A Very Merry Christmas, HO-HO-HO

Another year is winding down. As it has become a small Christmas tradition, I like to take a moment to reflect on the year that has passed. I’ve always kept the blog subjective, focusing on the games, the developers, the times, and the technology, and never really on myself. This year, I felt it was time to share a bit more of my own background. Not because I enjoy talking about myself, but because I think people increasingly appreciate seeing the human side of the passion. In the end, I found myself writing less about me and more about my family’s history, because without it, this site would be little more than a 404.

A picture from my article “Retro365 and me, a very personal story”, done earlier this year.
Our room around Christmas 1991, with me in front of our Intel 286–based IBM PS/2 Model 50.

I managed to publish 36 articles this year, more than I’d hoped for. Around 35,000 have stopped by, some leaving kind messages and others sharing new stories and facts that now live on the blog for everyone to discover. My hope is that anyone who visits will leave with a deeper understanding of the early home-computer industry, the games, the companies, and the pioneering individuals who helped shape it.

I always try to end the year with something Christmas-related, so why not revisit the decades-old debate: Is Die Hard a Christmas movie or not?

Even writer Steven E. de Souza and lead actor Bruce Willis, who plays NYPD detective John McClane, don’t agree, and I suppose it really is in the eye of the beholder and how one defines a Christmas movie. On one hand, it’s an action thriller about a cop taking on a group of terrorists. On the other hand, it takes place during a Christmas office party, on a particularly tense Christmas Eve, and features a distinctly holiday-tinged score. And of course, it gives us the iconic “Now I have a machine gun. Ho-ho-ho”, perhaps the most festive ‘gift tag’ of the 1980s. And yet, the story could just as easily have unfolded at any other time of year.
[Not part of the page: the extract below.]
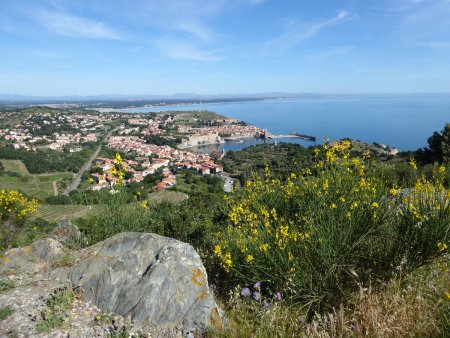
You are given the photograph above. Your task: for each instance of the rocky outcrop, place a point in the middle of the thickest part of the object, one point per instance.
(156, 284)
(148, 278)
(65, 231)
Over time, however, the movie has become a holiday tradition in many families, including mine. Broadcasters have shown it around Christmas for decades, and for many of us, watching Die Hard is now just as much a part of the season as carols, gingerbread, and Christmas pudding.

That’s one way to get someone’s attention.
Subtlety was never the Die Hard franchise’s strength.

When John McTiernan’s Die Hard hit theaters in the summer of 1988, it changed the language of action cinema. Bruce Willis wasn’t a muscle-bound, hip-firing minigun-wielding superman, but a quick-thinking, battered, everyman cop. Arriving in Los Angeles to spend Christmas with his estranged wife, aptly named Holly, McClane finds himself facing a team of terrorists led by the charismatic Hans Gruber, played by the late Alan Rickman in his breakout role.

Die Hard starring Bruce Willis as John McClane and Alan Rickman in his film debut as Hans Gruber. McClane, an NYPD officer, attempts to save his wife and other hostages taken during a Christmas party, though the poster gives no hint of the holiday setting.

Expectations for Die Hard were low, and upon its release in July 1988, early reviews were mixed. Critics questioned its violence, its plot, and even Willis’ casting, though McTiernan’s direction and Rickman’s performance were widely praised. Against all predictions, the film grossed around $140 million worldwide, becoming the year’s tenth-highest-grossing film and its top-grossing action movie. It earned four Academy Award nominations, elevated Willis to leading-man status, and turned Rickman into a star.

Christmas is about family, hope, and joy. Look past the explosions and gunfire, and Die Hard taps into all three, capturing the Christmas spirit in its own unmistakable way.

It didn’t take long for Hollywood’s new action classic to find its way into the world of computer games. In 1989, Activision published Die Hard, developed by Oregon-based Dynamix. Unlike many rushed film tie-ins of the late 1980s and early 1990s, Dynamix’s adaptation effectively captured the movie’s tense, cat-and-mouse pacing, rather than reducing it to simple arcade action. Played from a third-person 3D perspective, the game lets you explore Nakatomi Plaza, search for useful items, and fight terrorists with a range of weapons, or your fists. The game was released for the IBM PC in December 1989, as Dynamix was refining its proprietary 3D development technology, 3Space, which had already drawn the attention of Sierra On-Line, which would soon acquire the company.

Developed by Dynamix and published by Activision, Die Hard arrived on IBM PCs in time for Christmas 1989, just as the studio was about to become part of the Sierra On-Line family.
A Commodore 64 version followed in 1990, as a classic 2D side-scroller.

Thanks for stopping by the blog this year, for reading, for commenting, and for keeping the spirit of retro computing alive.

Thank you for following along!
A very merry Christmas to you and yours, and all the best for 2026.